Unless you live in Arizona or Hawaii, which don't observe daylight saving, you're probably used to this routine by now. But the history ofdaylight saving time has been anything but peaceful, from its first wartime introduction to its ongoing controversy today.
Bright idea
Ben Franklin gets credit for thinking up the idea of daylight saving time, albeit with his trademark wit. As ambassador to Paris, Franklin wrote a letter to the Journal of Paris in 1784 of his "discovery" that the sun gives light as soon as it rises, and needling Parisians for their night-owl, candle-burning ways.

"Ben Franklin had the basic concept," said David Prerau, author of "Seize the Daylight: The Curious and Contentious Story of Daylight Saving Time" (Thunder's Mouth Press, 2005). What Franklin lacked, Prerau said, was a useful way to force everyone into living by the sun's rules — other than some "humorous ideas" that Parisians surely wouldn't have found very funny, including shooting off cannons at sunrise every morning.

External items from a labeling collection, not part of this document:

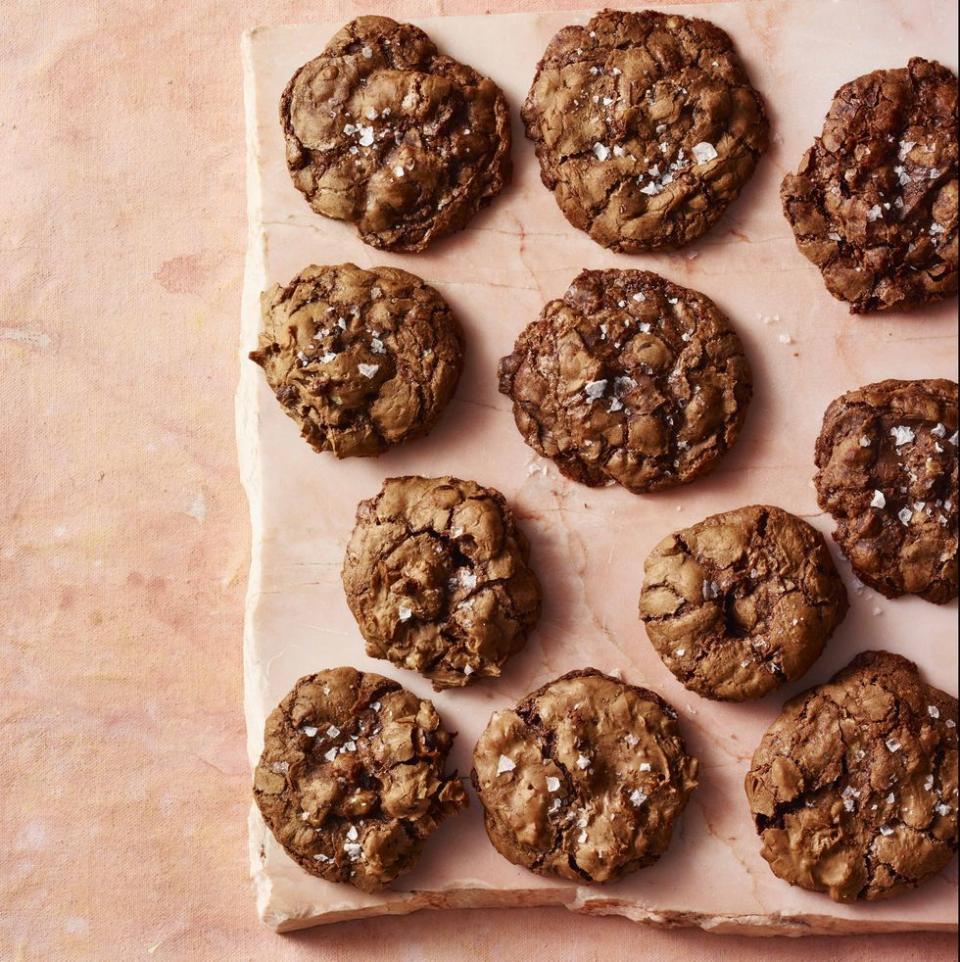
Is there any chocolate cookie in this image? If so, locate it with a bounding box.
[523,10,768,254]
[253,668,467,892]
[640,505,847,701]
[473,668,697,882]
[500,270,753,493]
[815,380,957,604]
[280,17,511,251]
[343,477,540,691]
[780,57,957,314]
[250,264,463,458]
[746,651,957,902]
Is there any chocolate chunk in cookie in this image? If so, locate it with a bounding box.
[343,477,540,690]
[746,651,957,902]
[640,505,847,701]
[523,10,768,254]
[780,57,957,314]
[500,270,753,493]
[250,264,463,458]
[473,668,697,882]
[253,668,467,892]
[815,380,957,604]
[280,17,511,251]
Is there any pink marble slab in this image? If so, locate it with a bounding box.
[238,0,957,934]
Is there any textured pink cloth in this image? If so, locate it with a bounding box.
[0,0,956,962]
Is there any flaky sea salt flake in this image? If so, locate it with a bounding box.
[497,755,517,775]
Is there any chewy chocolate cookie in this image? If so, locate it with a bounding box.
[523,10,768,254]
[250,264,463,458]
[343,477,540,691]
[815,380,957,604]
[473,668,697,882]
[746,651,957,902]
[500,270,753,493]
[780,57,957,314]
[280,17,511,251]
[253,668,467,892]
[640,505,847,701]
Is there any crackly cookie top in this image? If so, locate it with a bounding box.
[280,17,510,251]
[343,477,540,690]
[815,379,957,604]
[250,264,463,458]
[500,270,753,493]
[780,57,957,313]
[523,10,768,253]
[254,668,467,892]
[640,505,847,701]
[473,668,697,882]
[746,651,957,902]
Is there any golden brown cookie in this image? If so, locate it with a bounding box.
[640,505,847,701]
[343,477,540,690]
[280,17,511,251]
[746,651,957,902]
[780,57,957,313]
[473,668,697,882]
[250,264,463,458]
[253,668,467,892]
[815,379,958,604]
[523,10,768,253]
[500,270,753,494]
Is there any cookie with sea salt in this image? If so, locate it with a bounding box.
[815,379,958,604]
[640,505,847,701]
[523,10,768,254]
[280,17,511,251]
[499,270,753,494]
[343,476,540,690]
[780,57,957,313]
[253,668,467,892]
[746,651,957,902]
[472,668,697,882]
[250,264,463,458]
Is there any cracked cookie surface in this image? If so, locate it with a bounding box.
[522,10,768,253]
[472,668,697,882]
[280,17,511,251]
[250,264,463,458]
[500,270,753,493]
[780,57,957,313]
[640,505,847,701]
[343,477,540,690]
[253,668,467,892]
[815,379,958,604]
[746,651,957,902]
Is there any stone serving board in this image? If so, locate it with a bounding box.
[237,0,957,934]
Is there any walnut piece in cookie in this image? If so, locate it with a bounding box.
[343,477,540,690]
[253,668,467,892]
[780,57,957,313]
[280,17,511,251]
[522,10,768,253]
[815,379,958,604]
[500,270,753,493]
[746,651,957,902]
[640,505,847,701]
[250,264,463,458]
[472,668,697,882]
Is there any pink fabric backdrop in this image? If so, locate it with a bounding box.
[0,0,956,962]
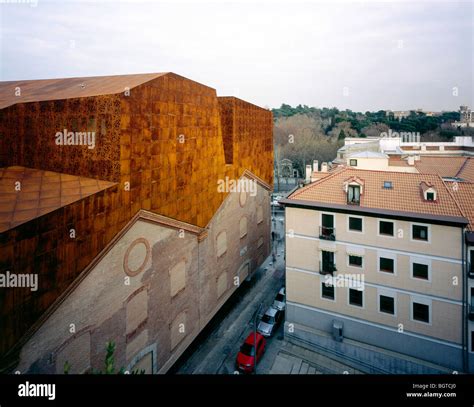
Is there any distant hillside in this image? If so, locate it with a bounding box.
[272,104,459,139]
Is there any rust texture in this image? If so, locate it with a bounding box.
[0,73,273,368]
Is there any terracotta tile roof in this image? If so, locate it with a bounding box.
[446,182,474,232]
[388,156,411,167]
[0,73,166,109]
[456,158,474,182]
[288,167,463,222]
[415,156,469,177]
[0,167,115,233]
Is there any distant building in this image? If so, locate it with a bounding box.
[451,106,474,127]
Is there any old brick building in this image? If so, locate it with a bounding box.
[0,73,273,373]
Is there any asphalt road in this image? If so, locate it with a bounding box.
[172,210,285,374]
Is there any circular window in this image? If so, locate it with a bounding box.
[239,191,247,206]
[123,237,151,277]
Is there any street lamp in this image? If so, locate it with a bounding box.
[253,303,263,374]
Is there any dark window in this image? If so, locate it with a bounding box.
[349,216,362,232]
[413,263,428,280]
[321,213,334,238]
[379,220,393,236]
[321,250,336,273]
[380,295,395,315]
[349,288,364,307]
[347,185,360,205]
[321,283,334,300]
[349,255,362,267]
[380,257,395,273]
[413,225,428,241]
[413,302,430,323]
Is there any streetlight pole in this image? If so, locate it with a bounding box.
[253,303,263,374]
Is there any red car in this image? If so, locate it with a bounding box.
[236,332,266,373]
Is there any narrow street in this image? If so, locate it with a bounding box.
[169,212,285,374]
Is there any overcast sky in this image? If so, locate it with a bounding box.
[0,0,474,111]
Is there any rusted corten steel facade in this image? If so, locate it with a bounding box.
[0,73,273,366]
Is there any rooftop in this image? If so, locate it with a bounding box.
[415,156,474,182]
[0,73,166,109]
[0,166,115,233]
[348,151,388,158]
[288,167,464,222]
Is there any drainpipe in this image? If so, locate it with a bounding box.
[461,227,469,372]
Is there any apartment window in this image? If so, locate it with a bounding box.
[216,231,227,257]
[319,213,336,240]
[349,288,364,307]
[379,295,395,315]
[413,302,430,324]
[412,225,428,242]
[379,220,394,236]
[413,263,428,280]
[321,283,335,300]
[239,216,247,239]
[349,254,362,267]
[349,216,362,232]
[379,257,395,274]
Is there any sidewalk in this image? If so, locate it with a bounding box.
[269,340,362,374]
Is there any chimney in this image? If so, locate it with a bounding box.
[305,164,311,182]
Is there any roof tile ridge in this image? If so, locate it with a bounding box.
[288,167,349,199]
[438,175,468,219]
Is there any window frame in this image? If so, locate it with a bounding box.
[410,296,433,325]
[347,215,365,234]
[347,287,365,309]
[377,251,397,276]
[377,290,398,318]
[319,279,336,302]
[347,253,364,270]
[410,257,431,283]
[410,222,431,243]
[377,219,397,239]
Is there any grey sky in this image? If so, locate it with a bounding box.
[0,0,474,111]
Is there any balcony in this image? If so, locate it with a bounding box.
[319,261,337,275]
[347,196,360,206]
[319,226,336,240]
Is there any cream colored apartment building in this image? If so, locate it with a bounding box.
[282,167,474,373]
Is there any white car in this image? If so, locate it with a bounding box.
[257,307,283,337]
[273,287,286,311]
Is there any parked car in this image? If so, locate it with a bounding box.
[273,287,286,311]
[257,307,283,337]
[236,332,266,373]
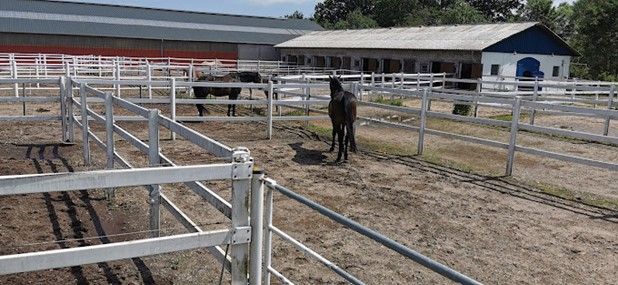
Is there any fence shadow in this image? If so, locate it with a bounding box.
[289,142,327,165]
[23,144,155,284]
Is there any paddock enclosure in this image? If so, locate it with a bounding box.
[0,55,618,284]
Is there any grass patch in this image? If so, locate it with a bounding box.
[530,182,618,210]
[489,113,528,122]
[422,149,481,174]
[371,97,403,107]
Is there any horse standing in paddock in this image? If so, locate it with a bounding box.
[328,76,357,162]
[193,74,242,117]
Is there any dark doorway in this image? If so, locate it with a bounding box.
[384,59,401,73]
[363,58,380,72]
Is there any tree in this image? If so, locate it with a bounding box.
[284,10,305,19]
[440,0,488,25]
[554,3,575,41]
[521,0,558,31]
[313,0,375,27]
[373,0,421,27]
[334,9,379,30]
[572,0,618,79]
[466,0,522,22]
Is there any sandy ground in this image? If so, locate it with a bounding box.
[0,87,618,284]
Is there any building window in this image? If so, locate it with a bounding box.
[421,63,429,73]
[491,64,500,75]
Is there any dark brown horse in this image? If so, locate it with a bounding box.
[328,76,357,161]
[193,74,242,117]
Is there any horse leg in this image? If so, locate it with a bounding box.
[328,122,337,152]
[343,126,350,161]
[347,122,356,153]
[336,125,344,162]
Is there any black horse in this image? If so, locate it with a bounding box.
[193,72,262,117]
[328,76,357,162]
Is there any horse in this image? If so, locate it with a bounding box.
[193,74,242,117]
[328,76,357,162]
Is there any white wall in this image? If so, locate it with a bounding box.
[481,52,571,89]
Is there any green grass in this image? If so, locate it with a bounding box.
[371,97,403,107]
[530,182,618,210]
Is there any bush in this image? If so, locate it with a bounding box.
[453,104,472,116]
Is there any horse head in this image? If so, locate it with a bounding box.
[328,75,343,97]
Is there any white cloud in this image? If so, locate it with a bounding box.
[248,0,318,6]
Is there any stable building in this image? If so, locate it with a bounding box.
[0,0,322,60]
[276,23,578,79]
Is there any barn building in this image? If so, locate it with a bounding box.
[276,23,578,79]
[0,0,322,60]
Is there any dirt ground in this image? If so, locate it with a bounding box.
[0,87,618,284]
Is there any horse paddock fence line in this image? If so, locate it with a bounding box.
[0,74,480,284]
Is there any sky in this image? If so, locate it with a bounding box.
[65,0,574,17]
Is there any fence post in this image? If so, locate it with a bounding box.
[170,78,176,141]
[9,54,19,97]
[530,76,539,126]
[427,73,434,111]
[417,88,429,155]
[266,80,275,140]
[249,170,264,285]
[105,93,115,202]
[474,78,483,118]
[148,110,161,237]
[60,76,69,142]
[230,147,253,285]
[262,179,274,284]
[505,96,521,176]
[79,83,90,166]
[603,84,616,136]
[146,63,152,99]
[114,61,120,98]
[305,77,311,128]
[65,78,75,143]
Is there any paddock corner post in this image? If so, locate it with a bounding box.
[230,147,253,285]
[170,77,176,141]
[417,88,429,155]
[266,80,275,140]
[146,63,152,99]
[59,76,69,143]
[105,93,116,202]
[148,110,161,237]
[64,78,75,143]
[530,76,539,126]
[603,84,616,136]
[505,96,521,176]
[474,78,483,118]
[249,170,264,285]
[79,83,90,166]
[262,180,274,285]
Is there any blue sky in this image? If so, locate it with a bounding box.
[61,0,573,17]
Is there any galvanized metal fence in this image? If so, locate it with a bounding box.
[0,74,486,284]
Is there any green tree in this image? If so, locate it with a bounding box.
[284,10,305,19]
[333,9,379,30]
[313,0,375,27]
[466,0,522,22]
[440,0,488,25]
[521,0,558,31]
[554,3,575,41]
[373,0,421,27]
[571,0,618,79]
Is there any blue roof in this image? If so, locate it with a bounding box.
[483,24,579,56]
[0,0,322,45]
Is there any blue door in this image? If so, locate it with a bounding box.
[516,57,545,78]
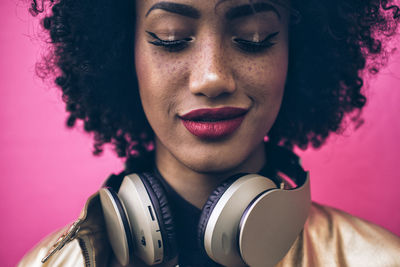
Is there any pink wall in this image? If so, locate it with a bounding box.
[0,0,400,266]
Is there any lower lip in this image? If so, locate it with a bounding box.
[182,115,244,139]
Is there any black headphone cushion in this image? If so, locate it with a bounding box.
[197,173,245,253]
[139,173,178,261]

Others took daylight saving time much more seriously, particularly William Willett, an Englishman who loved his early-morning horseback rides, Prerau told LiveScience; Willett he couldn't believe that everyone else wanted to sleep in after the sun came up. He also touted the benefits of longer hours of daylight in the evenings. [Gallery: Our Amazing Sun]
Willett managed to get the idea of moving the clock forward during the summer months proposed in Parliament in 1908, but it was shot down.
"Willett was a steadfast guy, and so he proposed it again in 1909, 1910, 1911, and Parliament rejected it all those times," Prerau said.
Willett might have kept this up, but he died in 1915, never to see his beloved daylight saving plan reach fruition.
Wartime rally
If Willett couldn't convince the British populace that daylight saving time was needed, the Germans could. In 1916, with World War I ratcheting up, Germany put itself on daylight saving time to save energy for the war effort. Britain followed a month later.
When the United States got involved in the war in 1918, they too instituted daylight saving time. President Woodrow Wilson even wanted to keep the new system after the war ended. But at the time, the country was mostly rural. Farmers hated the time change, because their jobs were dependent on the sun, and daylight saving time put them out of sync with the city people who sold them goods and bought their products. Congress repealed daylight saving time, Wilson vetoed the repeal, and Congress promptly overrode his veto, a fairly rare occurrence.
"It's been contentious," Prerau said.
Total confusion
When World War II hit, daylight saving time came back into vogue, again to save energy for the war effort. The U.S. instituted daylight saving time less than a month after the Japanese attack on Pearl Harbor, Prerau said. This time, though, America's increasingly industrialized population wasn't as keen on losing their post-work daylight after the war ended. So when the national law requiring the time switch was repealed, some towns stuck with daylight saving. [Hit Snooze: 10 Best Alarm Clocks]
It was chaos. One 35-mile bus ride from Moundsville, W.Va., to Steubenville, Ohio, took riders through no less than seven different time changes, Prerau said. At one point, the Twin Cities of Minneapolis and St. Paul were on different clocks, creating confusion for workers who lived in one city and commuted to the other.
"The suburbs didn't know what to do at all," Prerau said.